Besides polygamy, the Mormon Church is best known for its missionaries. That may be because there are so many of them. Consider these numbers:

In 2014, there were 435,000 Christian missionaries of which 85,000 were Mormon, almost 20%. In contrast, of the 1.57 billion church-going Christians that year, only 4.6 million were Mormon, a mere 0.3%.

That means there are almost 70 times more Mormon missionaries than one would expect based on the number of active Mormons, when compared to other Christians (check out this FAQ-article to learn whether Mormons are Christians).

Number of Mormon missionaries and members compared to other Christians.

This disproportionate emphasis on recruitment is a typical characteristic of cults. Like a multi-level marketing scheme, the Mormon Church recruits hundreds of thousands of new converts every year, most of which become disengaged within 12 months.

The Mormon Church suffers from the same plague that affects any MLM-scheme: market saturation. Mormon growth rates have been declining since the early 1960s, a trend that accelerated with the advent of the internet in the mid-1990s. Unlike other MLM-schemes, however, the Church cannot easily switch products.

For a while, the Church has tried to stem the tide by increasing the number of missionaries, from 25,000 in the 1970s to 85,000 at its peak in 2014. But by the early 1990s the law of diminishing returns started to set in. From about eight converts per missionary, the conversion rate dropped to 3.41 in 2013.

Converts per missionary 1977-2015. You can dynamically view this and other charts related to Mormon membership growth on our statistics page.

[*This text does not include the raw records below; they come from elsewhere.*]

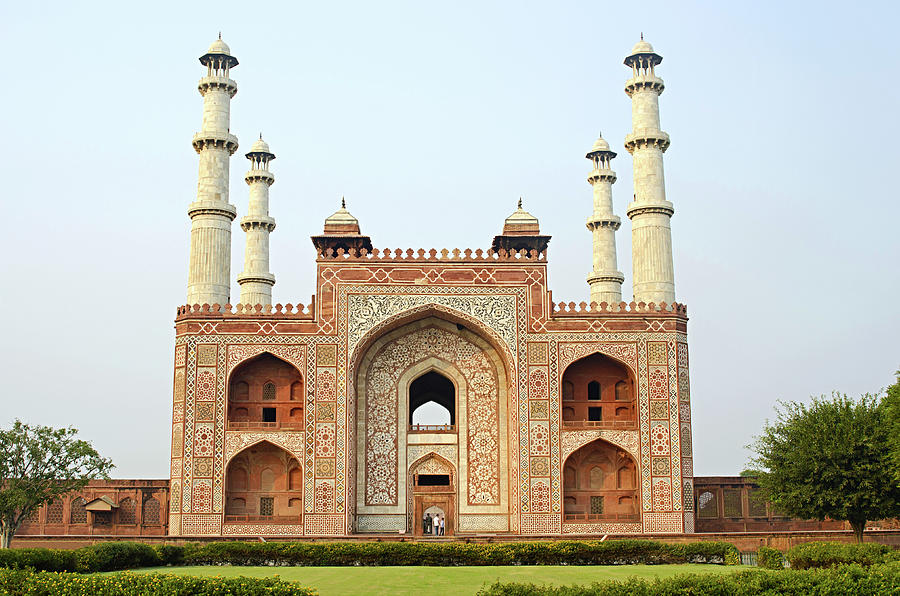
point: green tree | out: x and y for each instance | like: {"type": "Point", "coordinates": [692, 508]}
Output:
{"type": "Point", "coordinates": [39, 464]}
{"type": "Point", "coordinates": [891, 404]}
{"type": "Point", "coordinates": [829, 459]}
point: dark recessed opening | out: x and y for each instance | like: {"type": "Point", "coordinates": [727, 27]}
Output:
{"type": "Point", "coordinates": [432, 386]}
{"type": "Point", "coordinates": [433, 480]}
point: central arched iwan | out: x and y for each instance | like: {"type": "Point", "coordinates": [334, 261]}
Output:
{"type": "Point", "coordinates": [386, 371]}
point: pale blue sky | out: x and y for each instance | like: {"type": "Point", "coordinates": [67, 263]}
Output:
{"type": "Point", "coordinates": [432, 119]}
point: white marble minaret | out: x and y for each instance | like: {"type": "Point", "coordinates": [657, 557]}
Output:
{"type": "Point", "coordinates": [605, 279]}
{"type": "Point", "coordinates": [256, 281]}
{"type": "Point", "coordinates": [650, 213]}
{"type": "Point", "coordinates": [209, 272]}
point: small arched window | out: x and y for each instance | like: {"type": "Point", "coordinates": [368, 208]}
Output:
{"type": "Point", "coordinates": [237, 479]}
{"type": "Point", "coordinates": [77, 512]}
{"type": "Point", "coordinates": [150, 512]}
{"type": "Point", "coordinates": [294, 479]}
{"type": "Point", "coordinates": [267, 479]}
{"type": "Point", "coordinates": [625, 477]}
{"type": "Point", "coordinates": [127, 513]}
{"type": "Point", "coordinates": [54, 512]}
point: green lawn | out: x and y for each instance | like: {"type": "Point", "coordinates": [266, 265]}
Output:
{"type": "Point", "coordinates": [437, 581]}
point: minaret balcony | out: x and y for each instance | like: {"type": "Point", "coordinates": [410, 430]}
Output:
{"type": "Point", "coordinates": [215, 139]}
{"type": "Point", "coordinates": [644, 82]}
{"type": "Point", "coordinates": [212, 208]}
{"type": "Point", "coordinates": [249, 222]}
{"type": "Point", "coordinates": [642, 208]}
{"type": "Point", "coordinates": [217, 82]}
{"type": "Point", "coordinates": [604, 174]}
{"type": "Point", "coordinates": [646, 137]}
{"type": "Point", "coordinates": [604, 221]}
{"type": "Point", "coordinates": [259, 176]}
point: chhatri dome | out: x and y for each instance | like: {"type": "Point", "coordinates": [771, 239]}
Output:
{"type": "Point", "coordinates": [521, 223]}
{"type": "Point", "coordinates": [599, 145]}
{"type": "Point", "coordinates": [260, 146]}
{"type": "Point", "coordinates": [341, 231]}
{"type": "Point", "coordinates": [341, 220]}
{"type": "Point", "coordinates": [220, 47]}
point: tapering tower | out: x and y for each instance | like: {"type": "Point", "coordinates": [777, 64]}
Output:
{"type": "Point", "coordinates": [650, 213]}
{"type": "Point", "coordinates": [605, 279]}
{"type": "Point", "coordinates": [209, 273]}
{"type": "Point", "coordinates": [256, 281]}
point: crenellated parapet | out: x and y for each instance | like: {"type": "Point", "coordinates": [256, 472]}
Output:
{"type": "Point", "coordinates": [583, 308]}
{"type": "Point", "coordinates": [285, 311]}
{"type": "Point", "coordinates": [443, 255]}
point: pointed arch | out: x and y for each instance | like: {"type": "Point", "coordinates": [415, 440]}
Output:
{"type": "Point", "coordinates": [437, 311]}
{"type": "Point", "coordinates": [260, 389]}
{"type": "Point", "coordinates": [375, 382]}
{"type": "Point", "coordinates": [261, 485]}
{"type": "Point", "coordinates": [602, 393]}
{"type": "Point", "coordinates": [606, 483]}
{"type": "Point", "coordinates": [431, 455]}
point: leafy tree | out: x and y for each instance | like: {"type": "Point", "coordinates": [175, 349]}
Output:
{"type": "Point", "coordinates": [829, 459]}
{"type": "Point", "coordinates": [891, 405]}
{"type": "Point", "coordinates": [39, 464]}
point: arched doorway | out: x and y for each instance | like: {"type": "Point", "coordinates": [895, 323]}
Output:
{"type": "Point", "coordinates": [598, 392]}
{"type": "Point", "coordinates": [432, 486]}
{"type": "Point", "coordinates": [263, 484]}
{"type": "Point", "coordinates": [600, 483]}
{"type": "Point", "coordinates": [442, 364]}
{"type": "Point", "coordinates": [265, 392]}
{"type": "Point", "coordinates": [432, 403]}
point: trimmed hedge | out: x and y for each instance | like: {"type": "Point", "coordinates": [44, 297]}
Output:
{"type": "Point", "coordinates": [613, 552]}
{"type": "Point", "coordinates": [830, 554]}
{"type": "Point", "coordinates": [849, 579]}
{"type": "Point", "coordinates": [47, 583]}
{"type": "Point", "coordinates": [769, 558]}
{"type": "Point", "coordinates": [105, 556]}
{"type": "Point", "coordinates": [112, 556]}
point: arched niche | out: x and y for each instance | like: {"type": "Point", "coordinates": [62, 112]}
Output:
{"type": "Point", "coordinates": [265, 392]}
{"type": "Point", "coordinates": [600, 483]}
{"type": "Point", "coordinates": [598, 392]}
{"type": "Point", "coordinates": [263, 483]}
{"type": "Point", "coordinates": [383, 376]}
{"type": "Point", "coordinates": [432, 402]}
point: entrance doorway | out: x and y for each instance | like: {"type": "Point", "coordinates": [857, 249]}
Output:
{"type": "Point", "coordinates": [433, 507]}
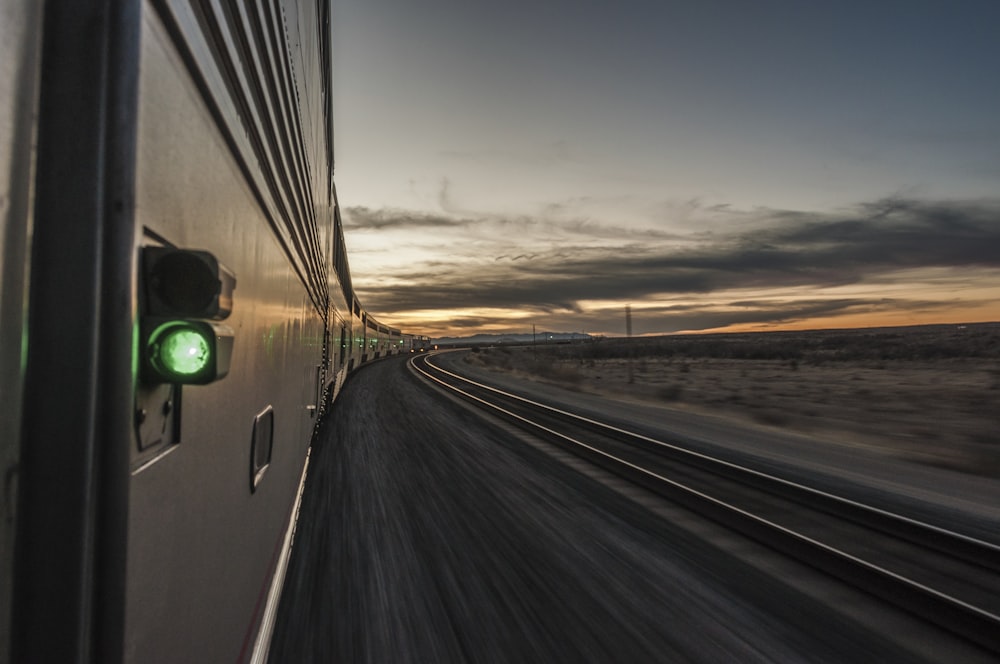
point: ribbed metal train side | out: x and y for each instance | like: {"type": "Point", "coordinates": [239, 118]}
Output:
{"type": "Point", "coordinates": [150, 518]}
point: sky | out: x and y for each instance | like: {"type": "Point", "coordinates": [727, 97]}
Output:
{"type": "Point", "coordinates": [715, 164]}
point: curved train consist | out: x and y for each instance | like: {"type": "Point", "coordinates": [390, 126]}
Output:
{"type": "Point", "coordinates": [177, 309]}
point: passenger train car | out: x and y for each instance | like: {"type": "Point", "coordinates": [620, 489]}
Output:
{"type": "Point", "coordinates": [177, 309]}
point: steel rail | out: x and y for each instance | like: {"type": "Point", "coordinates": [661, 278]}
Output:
{"type": "Point", "coordinates": [974, 623]}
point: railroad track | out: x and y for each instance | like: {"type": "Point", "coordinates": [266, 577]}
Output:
{"type": "Point", "coordinates": [947, 578]}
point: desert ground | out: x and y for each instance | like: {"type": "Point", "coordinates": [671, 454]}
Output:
{"type": "Point", "coordinates": [929, 394]}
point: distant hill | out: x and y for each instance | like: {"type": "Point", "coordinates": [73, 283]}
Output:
{"type": "Point", "coordinates": [497, 339]}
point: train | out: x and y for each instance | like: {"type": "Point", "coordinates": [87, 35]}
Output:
{"type": "Point", "coordinates": [177, 313]}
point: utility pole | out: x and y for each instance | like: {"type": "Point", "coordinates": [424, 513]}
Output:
{"type": "Point", "coordinates": [628, 333]}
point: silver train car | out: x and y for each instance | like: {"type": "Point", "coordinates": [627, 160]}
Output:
{"type": "Point", "coordinates": [177, 309]}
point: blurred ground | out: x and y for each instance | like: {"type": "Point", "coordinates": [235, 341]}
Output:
{"type": "Point", "coordinates": [929, 394]}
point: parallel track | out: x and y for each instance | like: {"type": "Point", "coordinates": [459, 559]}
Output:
{"type": "Point", "coordinates": [947, 578]}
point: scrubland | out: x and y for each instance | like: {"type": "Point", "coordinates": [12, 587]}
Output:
{"type": "Point", "coordinates": [929, 394]}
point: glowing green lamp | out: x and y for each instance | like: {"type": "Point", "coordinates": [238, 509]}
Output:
{"type": "Point", "coordinates": [188, 352]}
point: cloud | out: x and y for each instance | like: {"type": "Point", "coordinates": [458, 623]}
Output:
{"type": "Point", "coordinates": [772, 249]}
{"type": "Point", "coordinates": [366, 219]}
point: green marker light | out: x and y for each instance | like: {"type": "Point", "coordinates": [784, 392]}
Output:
{"type": "Point", "coordinates": [184, 351]}
{"type": "Point", "coordinates": [181, 351]}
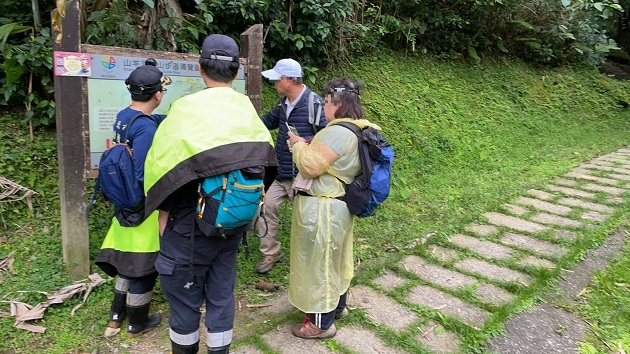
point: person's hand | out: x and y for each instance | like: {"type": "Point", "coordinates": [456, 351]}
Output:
{"type": "Point", "coordinates": [293, 138]}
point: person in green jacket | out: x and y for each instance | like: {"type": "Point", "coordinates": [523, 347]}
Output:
{"type": "Point", "coordinates": [128, 253]}
{"type": "Point", "coordinates": [207, 133]}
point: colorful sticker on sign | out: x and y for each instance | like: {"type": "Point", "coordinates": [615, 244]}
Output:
{"type": "Point", "coordinates": [108, 62]}
{"type": "Point", "coordinates": [72, 64]}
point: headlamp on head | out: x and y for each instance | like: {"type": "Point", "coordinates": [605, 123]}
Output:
{"type": "Point", "coordinates": [337, 90]}
{"type": "Point", "coordinates": [147, 79]}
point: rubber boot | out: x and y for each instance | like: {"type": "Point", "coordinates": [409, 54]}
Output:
{"type": "Point", "coordinates": [139, 320]}
{"type": "Point", "coordinates": [184, 349]}
{"type": "Point", "coordinates": [118, 311]}
{"type": "Point", "coordinates": [219, 350]}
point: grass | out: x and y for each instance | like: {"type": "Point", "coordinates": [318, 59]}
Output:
{"type": "Point", "coordinates": [467, 140]}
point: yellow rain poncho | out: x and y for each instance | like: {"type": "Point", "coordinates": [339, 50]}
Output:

The cost of maintaining such a huge but increasingly ineffective recruitment program is prohibitive. It comes as no surprise, therefore, that only five years after the Church’s last-ditch attempt at propping up conversions by lowering the missionary age in 2012, Church leaders are now looking at down-sizing the missionary program and modernizing it through the use of technology.

The core product hasn’t changed, though. The rate at which new recruits, and even long-time members disengage likely isn’t decreasing either. More and more, Mormonism is becoming a tough sell in today’s religious market place.